However, once I reach the step to flash the device, I choose option 5 - Manual setup of Jetson TX2, choose preconfig, and the SDK installer does not find the device, saying:
error: Could not detect correct NVIDIA Jetson device connected to USB. Verify that:
1. The device is connected to this host machine with a USB cable.
2. Correct target is selected in STEP 1. This can be validated by running the lsusb command on your host, and look for (NVIDIA Corp).
What could be the problem here? Any advice would be appreciated.
When your Jetson TX2 is connected and is in recovery mode, what is the exact output of the lsusb command? We need to know the recovery mode id for more investigation.
I fixed my issue by using Ubuntu 18.04 instead of Debian - this notably changed the name of the Jetson in lsusb from the above to just NVidia Corp. From here, I used the debian package for the SDK and completed flashing the OS image through the GUI (on Debian I used the docker installation). I’m now facing an issue with installing the Jetpack SDK which I’ll explain in a separate thread.

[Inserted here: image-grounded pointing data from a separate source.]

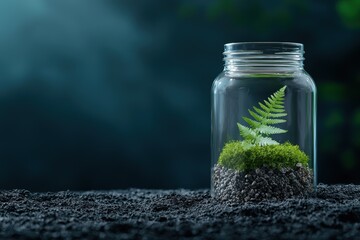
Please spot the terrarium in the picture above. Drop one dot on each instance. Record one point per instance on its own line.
(263, 124)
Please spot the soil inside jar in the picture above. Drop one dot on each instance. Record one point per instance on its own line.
(262, 183)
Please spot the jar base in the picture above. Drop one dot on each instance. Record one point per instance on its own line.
(262, 183)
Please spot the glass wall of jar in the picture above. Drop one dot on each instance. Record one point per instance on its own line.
(263, 132)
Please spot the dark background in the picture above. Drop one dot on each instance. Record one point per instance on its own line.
(116, 94)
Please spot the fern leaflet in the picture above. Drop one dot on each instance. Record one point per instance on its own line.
(269, 112)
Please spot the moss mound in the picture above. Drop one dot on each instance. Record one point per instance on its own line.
(235, 156)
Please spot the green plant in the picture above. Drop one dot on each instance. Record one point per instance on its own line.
(268, 113)
(257, 149)
(235, 156)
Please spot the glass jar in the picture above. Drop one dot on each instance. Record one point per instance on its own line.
(263, 124)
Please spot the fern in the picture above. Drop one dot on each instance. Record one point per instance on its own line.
(269, 113)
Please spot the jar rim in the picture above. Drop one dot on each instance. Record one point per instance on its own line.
(264, 43)
(264, 46)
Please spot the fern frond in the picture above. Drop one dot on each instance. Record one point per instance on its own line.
(252, 123)
(263, 141)
(264, 129)
(269, 112)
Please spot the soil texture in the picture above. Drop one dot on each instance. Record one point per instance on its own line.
(334, 213)
(262, 183)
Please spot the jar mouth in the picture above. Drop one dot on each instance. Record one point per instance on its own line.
(260, 56)
(264, 47)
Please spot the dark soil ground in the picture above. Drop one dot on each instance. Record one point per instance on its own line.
(179, 214)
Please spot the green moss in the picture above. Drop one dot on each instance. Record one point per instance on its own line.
(235, 156)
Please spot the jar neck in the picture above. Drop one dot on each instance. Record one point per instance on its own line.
(263, 57)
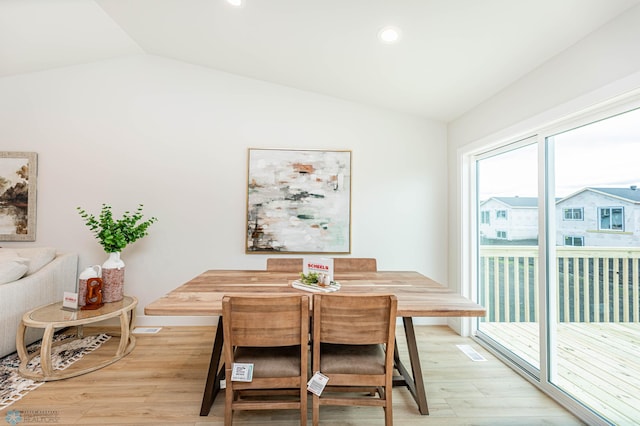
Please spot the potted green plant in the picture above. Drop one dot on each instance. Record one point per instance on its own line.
(114, 235)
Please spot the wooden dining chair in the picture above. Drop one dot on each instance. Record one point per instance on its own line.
(353, 345)
(354, 264)
(340, 264)
(272, 334)
(287, 264)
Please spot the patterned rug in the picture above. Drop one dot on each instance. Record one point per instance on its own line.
(13, 386)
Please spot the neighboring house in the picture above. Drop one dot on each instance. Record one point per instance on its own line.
(605, 217)
(509, 219)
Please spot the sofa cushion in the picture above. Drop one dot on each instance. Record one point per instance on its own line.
(11, 271)
(11, 255)
(38, 257)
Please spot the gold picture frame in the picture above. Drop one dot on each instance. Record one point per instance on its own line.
(18, 174)
(298, 201)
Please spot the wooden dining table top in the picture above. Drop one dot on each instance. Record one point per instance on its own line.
(418, 296)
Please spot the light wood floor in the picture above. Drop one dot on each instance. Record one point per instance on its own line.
(162, 380)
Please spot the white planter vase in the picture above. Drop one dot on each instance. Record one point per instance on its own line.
(113, 278)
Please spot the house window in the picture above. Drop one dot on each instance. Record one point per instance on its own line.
(611, 218)
(573, 214)
(485, 217)
(573, 241)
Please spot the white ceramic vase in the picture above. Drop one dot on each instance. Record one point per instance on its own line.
(113, 278)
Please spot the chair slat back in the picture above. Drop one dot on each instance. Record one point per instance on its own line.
(284, 264)
(354, 320)
(266, 321)
(340, 264)
(354, 264)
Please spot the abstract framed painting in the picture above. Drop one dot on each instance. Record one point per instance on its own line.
(298, 201)
(18, 171)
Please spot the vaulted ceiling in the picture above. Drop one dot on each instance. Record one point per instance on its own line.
(452, 54)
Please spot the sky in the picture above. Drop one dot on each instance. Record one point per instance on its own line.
(602, 154)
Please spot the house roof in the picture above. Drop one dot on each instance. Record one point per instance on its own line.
(628, 194)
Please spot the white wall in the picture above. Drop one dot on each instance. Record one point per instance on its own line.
(600, 67)
(174, 137)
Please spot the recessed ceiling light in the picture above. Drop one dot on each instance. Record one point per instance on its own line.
(389, 35)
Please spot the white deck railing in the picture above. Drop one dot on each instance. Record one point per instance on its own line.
(594, 284)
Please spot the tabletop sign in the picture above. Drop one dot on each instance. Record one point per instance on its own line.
(94, 294)
(323, 266)
(70, 301)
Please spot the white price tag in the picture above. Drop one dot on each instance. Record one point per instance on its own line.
(317, 383)
(241, 372)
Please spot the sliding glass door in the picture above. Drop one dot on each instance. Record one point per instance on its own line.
(594, 327)
(557, 260)
(507, 223)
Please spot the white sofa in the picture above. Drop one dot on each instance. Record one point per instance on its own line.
(47, 276)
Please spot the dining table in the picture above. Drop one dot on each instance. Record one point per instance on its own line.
(417, 295)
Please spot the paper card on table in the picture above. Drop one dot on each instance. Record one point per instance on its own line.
(323, 266)
(241, 372)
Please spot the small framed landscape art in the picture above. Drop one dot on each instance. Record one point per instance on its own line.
(18, 171)
(298, 201)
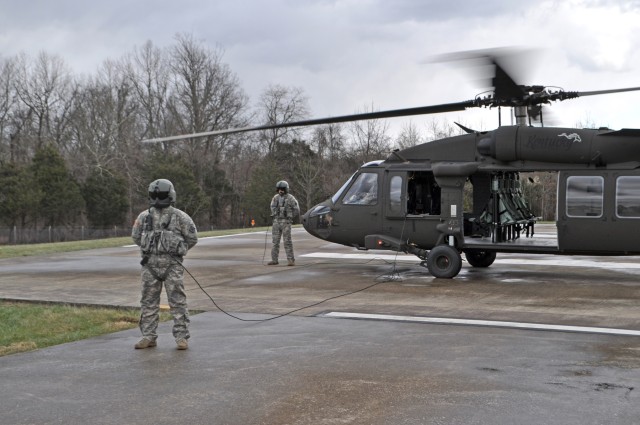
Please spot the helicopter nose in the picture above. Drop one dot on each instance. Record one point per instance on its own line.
(317, 221)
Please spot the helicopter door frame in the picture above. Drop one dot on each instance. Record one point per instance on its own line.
(405, 216)
(358, 211)
(599, 211)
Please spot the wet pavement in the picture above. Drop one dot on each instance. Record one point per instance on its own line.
(310, 368)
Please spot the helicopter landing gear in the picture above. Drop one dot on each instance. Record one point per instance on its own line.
(444, 261)
(480, 257)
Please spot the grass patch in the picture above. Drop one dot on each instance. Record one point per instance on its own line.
(28, 326)
(12, 251)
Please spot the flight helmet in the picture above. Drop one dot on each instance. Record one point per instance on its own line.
(282, 185)
(161, 193)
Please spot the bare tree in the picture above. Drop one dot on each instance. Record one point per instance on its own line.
(409, 136)
(147, 73)
(206, 96)
(370, 139)
(47, 90)
(278, 105)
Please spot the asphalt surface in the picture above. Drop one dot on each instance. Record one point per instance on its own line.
(310, 367)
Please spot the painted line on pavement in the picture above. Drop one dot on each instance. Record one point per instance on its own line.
(565, 262)
(487, 323)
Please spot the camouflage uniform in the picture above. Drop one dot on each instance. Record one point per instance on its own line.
(164, 236)
(283, 209)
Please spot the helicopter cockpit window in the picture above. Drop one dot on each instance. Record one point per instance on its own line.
(363, 191)
(628, 197)
(340, 191)
(585, 196)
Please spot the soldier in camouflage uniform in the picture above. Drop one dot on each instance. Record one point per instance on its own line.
(164, 234)
(284, 207)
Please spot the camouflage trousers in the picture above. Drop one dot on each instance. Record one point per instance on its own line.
(163, 269)
(281, 228)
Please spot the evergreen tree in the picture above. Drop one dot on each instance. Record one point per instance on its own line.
(19, 197)
(61, 202)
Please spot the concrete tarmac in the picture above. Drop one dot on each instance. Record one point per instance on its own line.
(309, 368)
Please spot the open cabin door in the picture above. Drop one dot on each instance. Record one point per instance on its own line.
(412, 206)
(599, 212)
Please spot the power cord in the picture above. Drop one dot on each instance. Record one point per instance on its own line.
(395, 276)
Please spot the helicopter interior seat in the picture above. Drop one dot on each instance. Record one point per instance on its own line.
(525, 218)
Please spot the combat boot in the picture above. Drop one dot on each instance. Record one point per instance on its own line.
(145, 343)
(182, 344)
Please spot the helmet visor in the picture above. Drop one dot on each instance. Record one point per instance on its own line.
(159, 195)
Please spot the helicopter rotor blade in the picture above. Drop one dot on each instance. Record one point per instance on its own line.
(598, 92)
(421, 110)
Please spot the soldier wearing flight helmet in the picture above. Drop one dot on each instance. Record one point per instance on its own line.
(164, 234)
(284, 208)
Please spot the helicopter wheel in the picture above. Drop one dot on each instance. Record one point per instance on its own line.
(444, 262)
(480, 257)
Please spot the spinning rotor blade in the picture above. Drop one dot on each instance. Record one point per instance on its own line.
(421, 110)
(597, 92)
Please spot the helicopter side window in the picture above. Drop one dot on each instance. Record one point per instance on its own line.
(628, 197)
(423, 194)
(363, 191)
(585, 196)
(340, 191)
(395, 195)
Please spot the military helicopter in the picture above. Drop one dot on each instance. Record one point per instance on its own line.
(412, 201)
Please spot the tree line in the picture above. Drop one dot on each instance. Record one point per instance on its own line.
(71, 152)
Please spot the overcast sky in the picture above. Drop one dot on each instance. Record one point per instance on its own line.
(352, 55)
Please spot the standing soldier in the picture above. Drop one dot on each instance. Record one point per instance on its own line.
(284, 207)
(164, 234)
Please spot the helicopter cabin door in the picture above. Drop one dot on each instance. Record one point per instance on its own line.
(412, 206)
(599, 211)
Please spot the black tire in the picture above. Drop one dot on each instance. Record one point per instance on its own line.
(480, 257)
(444, 261)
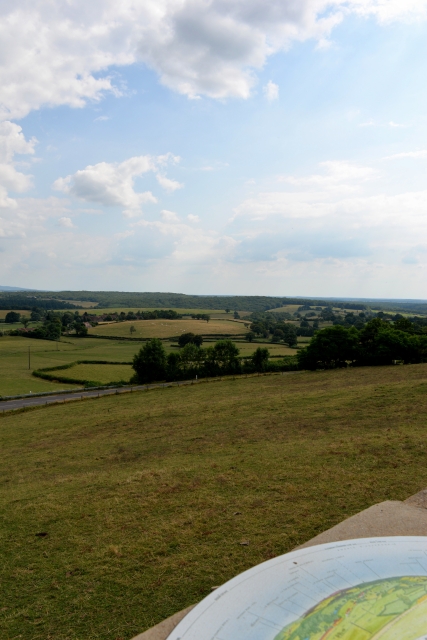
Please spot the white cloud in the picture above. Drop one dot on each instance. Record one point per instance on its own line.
(66, 222)
(408, 154)
(166, 183)
(169, 216)
(271, 91)
(112, 184)
(13, 142)
(337, 175)
(59, 53)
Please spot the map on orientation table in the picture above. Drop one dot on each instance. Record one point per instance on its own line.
(366, 589)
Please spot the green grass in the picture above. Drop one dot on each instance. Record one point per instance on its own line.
(145, 498)
(216, 312)
(16, 378)
(168, 328)
(102, 373)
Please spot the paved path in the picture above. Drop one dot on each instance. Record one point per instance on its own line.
(20, 403)
(38, 401)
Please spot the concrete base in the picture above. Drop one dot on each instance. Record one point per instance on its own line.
(390, 518)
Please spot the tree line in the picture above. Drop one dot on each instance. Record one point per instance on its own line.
(378, 343)
(152, 363)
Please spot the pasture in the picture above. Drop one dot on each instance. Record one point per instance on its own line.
(16, 378)
(169, 328)
(214, 313)
(120, 511)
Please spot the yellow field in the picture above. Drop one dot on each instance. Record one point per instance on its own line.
(168, 328)
(103, 373)
(181, 311)
(247, 348)
(289, 308)
(4, 312)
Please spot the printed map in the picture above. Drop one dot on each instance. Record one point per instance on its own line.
(368, 589)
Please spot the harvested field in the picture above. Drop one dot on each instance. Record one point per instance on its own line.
(120, 511)
(168, 328)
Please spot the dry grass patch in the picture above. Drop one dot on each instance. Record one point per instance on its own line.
(169, 328)
(120, 511)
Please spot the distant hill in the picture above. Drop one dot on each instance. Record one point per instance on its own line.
(159, 300)
(5, 288)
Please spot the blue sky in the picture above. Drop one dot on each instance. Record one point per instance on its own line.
(215, 146)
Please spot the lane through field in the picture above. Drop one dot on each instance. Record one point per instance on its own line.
(21, 403)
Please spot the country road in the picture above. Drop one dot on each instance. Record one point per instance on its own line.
(39, 401)
(20, 403)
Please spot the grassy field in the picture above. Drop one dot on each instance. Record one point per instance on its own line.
(102, 373)
(289, 308)
(16, 378)
(214, 313)
(4, 312)
(168, 328)
(120, 511)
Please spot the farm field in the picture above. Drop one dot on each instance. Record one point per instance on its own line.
(4, 312)
(214, 313)
(168, 328)
(289, 308)
(144, 500)
(102, 373)
(247, 348)
(16, 378)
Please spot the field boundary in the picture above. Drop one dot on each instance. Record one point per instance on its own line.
(94, 393)
(45, 374)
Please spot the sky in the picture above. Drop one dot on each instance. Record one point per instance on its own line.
(253, 147)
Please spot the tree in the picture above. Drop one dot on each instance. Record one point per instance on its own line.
(190, 338)
(52, 329)
(330, 348)
(290, 335)
(81, 329)
(173, 369)
(150, 363)
(222, 358)
(36, 316)
(260, 359)
(12, 317)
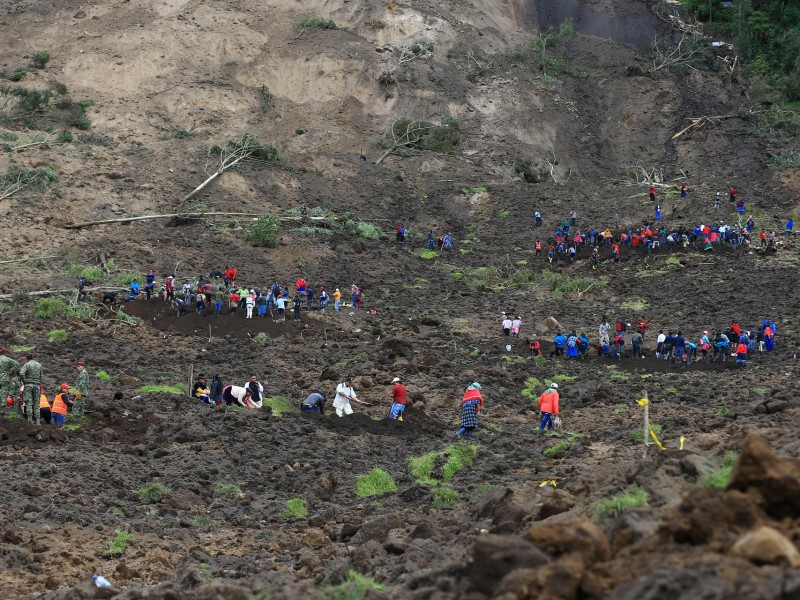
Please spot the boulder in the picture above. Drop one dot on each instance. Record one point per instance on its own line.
(776, 479)
(495, 556)
(548, 325)
(566, 536)
(766, 546)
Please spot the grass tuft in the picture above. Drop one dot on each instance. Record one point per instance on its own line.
(619, 503)
(375, 482)
(296, 507)
(118, 544)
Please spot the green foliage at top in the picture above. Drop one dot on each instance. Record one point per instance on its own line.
(545, 55)
(766, 34)
(619, 503)
(375, 482)
(264, 231)
(278, 404)
(296, 507)
(317, 23)
(355, 587)
(152, 493)
(48, 308)
(720, 478)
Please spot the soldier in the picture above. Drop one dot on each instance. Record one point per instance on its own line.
(9, 368)
(81, 389)
(31, 375)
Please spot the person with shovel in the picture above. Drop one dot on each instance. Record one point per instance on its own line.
(344, 393)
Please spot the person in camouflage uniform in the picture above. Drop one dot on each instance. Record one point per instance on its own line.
(31, 375)
(81, 390)
(9, 369)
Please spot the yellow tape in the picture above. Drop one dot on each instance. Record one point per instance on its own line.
(655, 439)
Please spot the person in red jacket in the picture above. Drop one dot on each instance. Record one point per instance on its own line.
(548, 406)
(398, 400)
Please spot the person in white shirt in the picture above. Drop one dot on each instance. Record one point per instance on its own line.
(344, 393)
(660, 343)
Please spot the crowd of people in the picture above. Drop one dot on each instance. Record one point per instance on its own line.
(220, 293)
(670, 346)
(22, 387)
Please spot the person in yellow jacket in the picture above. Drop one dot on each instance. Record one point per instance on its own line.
(61, 403)
(44, 407)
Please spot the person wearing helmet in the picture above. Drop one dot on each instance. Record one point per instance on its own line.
(471, 407)
(548, 406)
(9, 368)
(61, 404)
(398, 400)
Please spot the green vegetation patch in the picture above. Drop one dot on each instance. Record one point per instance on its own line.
(118, 544)
(278, 404)
(152, 493)
(227, 490)
(720, 479)
(619, 503)
(57, 335)
(355, 587)
(296, 507)
(375, 482)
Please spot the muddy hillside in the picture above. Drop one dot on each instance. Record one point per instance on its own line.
(288, 140)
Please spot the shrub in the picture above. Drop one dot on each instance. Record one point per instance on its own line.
(118, 544)
(57, 335)
(445, 497)
(375, 482)
(355, 587)
(230, 490)
(47, 308)
(296, 507)
(177, 389)
(278, 404)
(316, 23)
(421, 468)
(719, 479)
(264, 231)
(617, 504)
(152, 493)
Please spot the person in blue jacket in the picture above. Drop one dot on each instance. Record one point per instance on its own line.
(559, 342)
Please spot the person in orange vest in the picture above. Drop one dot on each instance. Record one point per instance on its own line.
(44, 406)
(471, 407)
(548, 406)
(61, 404)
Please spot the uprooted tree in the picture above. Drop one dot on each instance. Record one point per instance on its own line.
(421, 135)
(235, 152)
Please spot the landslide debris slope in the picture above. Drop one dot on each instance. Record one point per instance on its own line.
(168, 499)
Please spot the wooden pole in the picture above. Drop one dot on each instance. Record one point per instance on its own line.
(191, 379)
(646, 424)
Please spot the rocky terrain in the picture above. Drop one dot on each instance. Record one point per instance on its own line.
(167, 498)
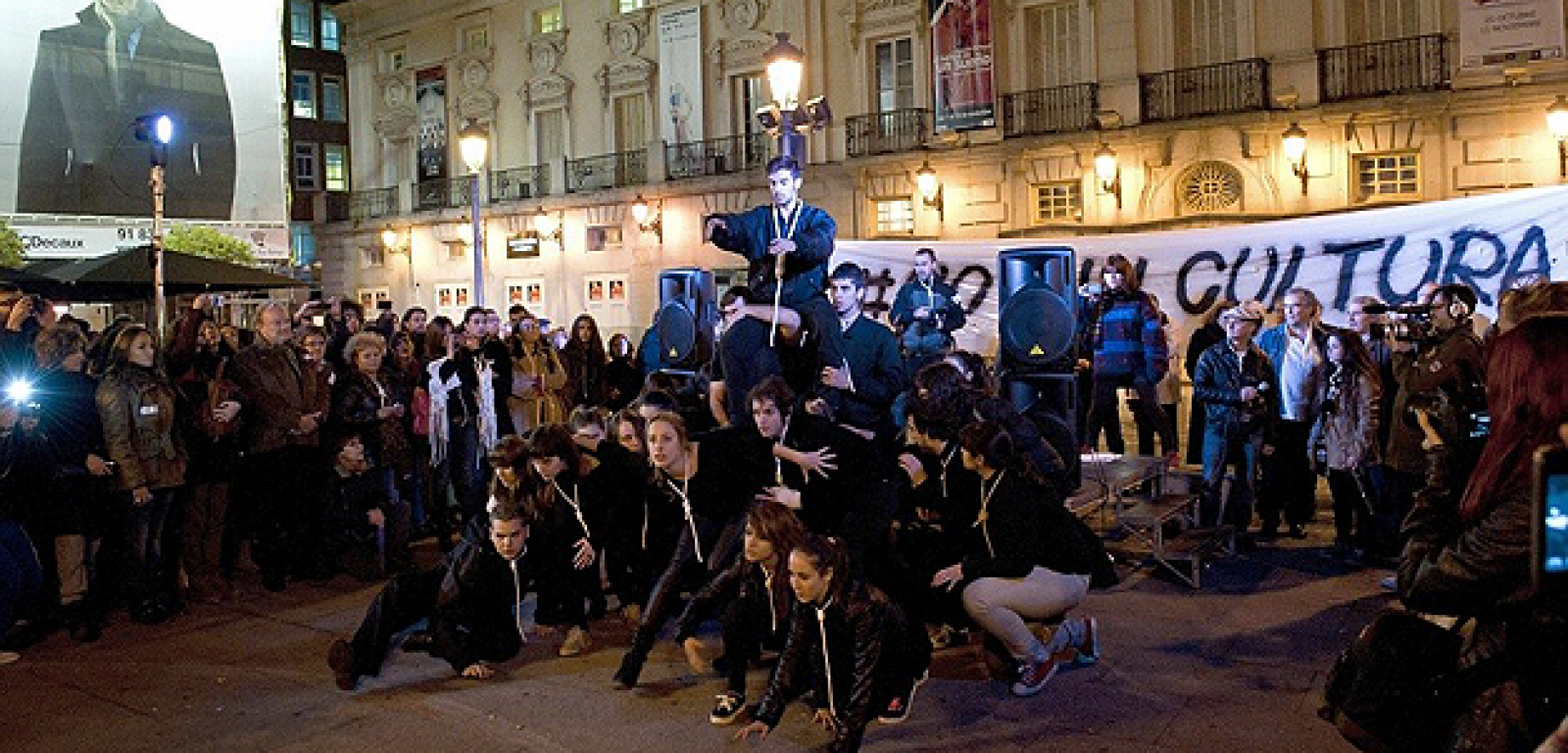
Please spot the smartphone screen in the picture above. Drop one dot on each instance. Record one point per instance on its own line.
(1554, 525)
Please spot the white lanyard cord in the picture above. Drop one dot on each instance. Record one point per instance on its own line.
(576, 504)
(985, 515)
(827, 663)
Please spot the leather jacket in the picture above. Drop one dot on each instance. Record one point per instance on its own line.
(858, 650)
(137, 408)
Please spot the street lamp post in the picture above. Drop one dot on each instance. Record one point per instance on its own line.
(157, 130)
(474, 143)
(786, 117)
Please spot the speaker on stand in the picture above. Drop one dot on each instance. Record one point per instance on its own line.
(1037, 328)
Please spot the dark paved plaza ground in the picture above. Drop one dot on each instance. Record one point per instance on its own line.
(1235, 667)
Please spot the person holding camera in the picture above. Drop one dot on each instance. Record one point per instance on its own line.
(1468, 554)
(1239, 410)
(1445, 358)
(925, 313)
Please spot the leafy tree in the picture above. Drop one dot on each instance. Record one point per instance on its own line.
(198, 240)
(12, 255)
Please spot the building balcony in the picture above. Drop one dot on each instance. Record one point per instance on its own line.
(366, 204)
(608, 172)
(1376, 70)
(517, 184)
(443, 193)
(1053, 110)
(1223, 88)
(717, 156)
(896, 130)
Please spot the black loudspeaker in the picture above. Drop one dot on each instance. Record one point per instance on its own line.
(687, 316)
(1039, 310)
(1037, 328)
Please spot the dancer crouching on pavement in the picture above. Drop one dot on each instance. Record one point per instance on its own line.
(847, 637)
(568, 515)
(757, 598)
(712, 483)
(470, 601)
(1024, 561)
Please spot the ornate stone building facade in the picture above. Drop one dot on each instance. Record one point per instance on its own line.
(1184, 101)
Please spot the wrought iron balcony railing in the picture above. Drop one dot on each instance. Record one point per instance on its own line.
(896, 130)
(1235, 86)
(1376, 70)
(1054, 110)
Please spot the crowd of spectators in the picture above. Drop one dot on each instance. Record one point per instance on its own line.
(145, 473)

Well, that wasn’t my experience - flashing was pretty straightforward after using the Ubuntu 18.04 distro instead of Debian. And installing the SDK was also simple, since I just plugged it into an ethernet port, got its IP address, and didn’t have any issues after that.
I’ll also add that the GUI sdk manager was also more convenient to use, since the CLI would “forget” it had installed the host/target components if I reran the sdk manager.
WSL2 lacks loopback. If you already had an image, then you won’t notice this. However, loopback is used to generate an image. My understanding is that there is some required step to add loopback to WSL2, and it isn’t necessarily simple. What did you do to add loopback? Or did you already have a rootfs image?